Риццарди опять склонился над телом и жестом, который выглядел странно отеческим, провел рукой по глазам покойного, пытаясь закрыть их. Один глаз не закрывался. Другой закрылся на мгновение, потом медленно открылся и снова уставился в небо.
Риццарди что‑то пробормотал себе под нос, вынул из нагрудного кармана платок и положил его на лицо юноши.
– Закрой ему лицо. Он умер молодым, – прошептал Брунетти.
– Что?
Брунетти пожал плечами:
– Ничего. Так говорит Паола. – Он отвел глаза от лица утопленника, на краткий миг устремив взгляд на базилику, и при виде симметрии ее фасада на мгновение обрел душевный покой. – Когда ты сможешь сказать мне что‑нибудь определенное, Этторе?
Риццарди быстро глянул на часы:
– Если твои ребята смогут отвезти его на кладбище сейчас, я займусь им сегодня же утром, попозже. Позвони мне после ланча, и я смогу сказать точнее. Но думаю, здесь сомневаться не приходится, Гвидо. – Врач помешкал, не желая указывать Брунетти, как тому делать свое дело. – Ты не хочешь посмотреть его карманы?
Хотя Брунетти делал это множество раз за время службы, он терпеть не мог этого первого ужасного необязательного вторжения в покой умерших. Ему не нравилось рыться в их дневниках и рисунках, листать письма, трогать одежду.
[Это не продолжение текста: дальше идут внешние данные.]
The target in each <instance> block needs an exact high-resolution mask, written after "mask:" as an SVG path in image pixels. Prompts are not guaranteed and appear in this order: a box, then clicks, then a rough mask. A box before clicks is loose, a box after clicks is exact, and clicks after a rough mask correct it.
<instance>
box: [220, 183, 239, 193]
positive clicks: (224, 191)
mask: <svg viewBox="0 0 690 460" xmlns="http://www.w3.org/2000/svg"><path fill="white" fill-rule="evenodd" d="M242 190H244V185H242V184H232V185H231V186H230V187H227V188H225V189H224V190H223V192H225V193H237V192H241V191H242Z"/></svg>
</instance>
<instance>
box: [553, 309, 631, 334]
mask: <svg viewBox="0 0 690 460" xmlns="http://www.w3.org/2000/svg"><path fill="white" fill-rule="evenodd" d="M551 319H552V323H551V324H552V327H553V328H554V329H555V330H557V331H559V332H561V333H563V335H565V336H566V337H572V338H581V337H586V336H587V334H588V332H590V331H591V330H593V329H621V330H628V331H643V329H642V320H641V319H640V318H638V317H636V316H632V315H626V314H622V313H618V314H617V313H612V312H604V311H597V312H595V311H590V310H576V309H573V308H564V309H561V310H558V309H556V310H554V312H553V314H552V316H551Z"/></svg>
Брунетти присел на корточки рядом с молодым человеком и сунул руку в карман его брюк. На дне одного кармана он нашел несколько монет и положил их рядом с телом. В другом было простое металлическое кольцо с висящими на нем четырьмя ключами. Не дожидаясь просьбы, Риццарди наклонился, помогая перевернуть тело на бок, чтобы Брунетти мог залезть в задние карманы. В одном оказался намокший желтый прямоугольник, очевидно билет на поезд, а в другом бумажная салфетка, тоже намокшая. Брунетти кивнул Риццарди, и они снова положили тело на спину.
Брунетти взял одну из монет и протянул врачу:
– Американская. Двадцать пять центов. – Странно найти такую вещь в кармане мертвого человека в Венеции.
– А, вот в чем дело, – сказал врач. – Это американец.
– Почему?
– Он в очень хорошей спортивной форме, – ответил Риццарди, совершенно не чувствуя горькой неуместности употребления настоящего времени. – Они там все такие складные, такие здоровые. – Оба посмотрели на тело, на открытую развитую грудь.
– Если так, – сказал Риццарди, – это подтвердят его зубы.
– Это как?
– У их дантистов другая техника, материалы получше. Если он когда‑нибудь обращался к дантисту, я скажу тебе сегодня днем, американец он или нет.
Будь Брунетти другим человеком, он попросил бы Риццарди посмотреть сейчас же, но он видел, что торопиться не к чему, и кроме того, ему не хотелось снова нарушать покой этого молодого лица.
– Спасибо, Этторе. Я пришлю сюда фотографа – пусть сделает несколько снимков. Как ты думаешь, тебе удастся закрыть ему глаза?
– Конечно. Я постараюсь, чтоб он выглядел похожим на себя, насколько возможно. Но ведь для снимков нужно, чтобы глаза были открыты?
В самое последнее мгновение Брунетти удержался и не сказал, что ему бы хотелось, чтобы эти глаза никогда больше не открывались. Но вместо этого он ответил:
– Да, да, разумеется.
– И пришли кого‑нибудь снять отпечатки пальцев, Гвидо.
– Да.
– Ну так позвони мне часа в три.
Они обменялись коротким рукопожатием, и доктор Риццарди взял свою сумку. Он пересек просторную площадь, направляясь к монументальным дверям больницы. До начала его рабочего дня оставалось еще два часа.
Пока они осматривали тело, приехали еще полицейские, и теперь их было целых восемь человек, стоявших полукругом метрах в трех от тела.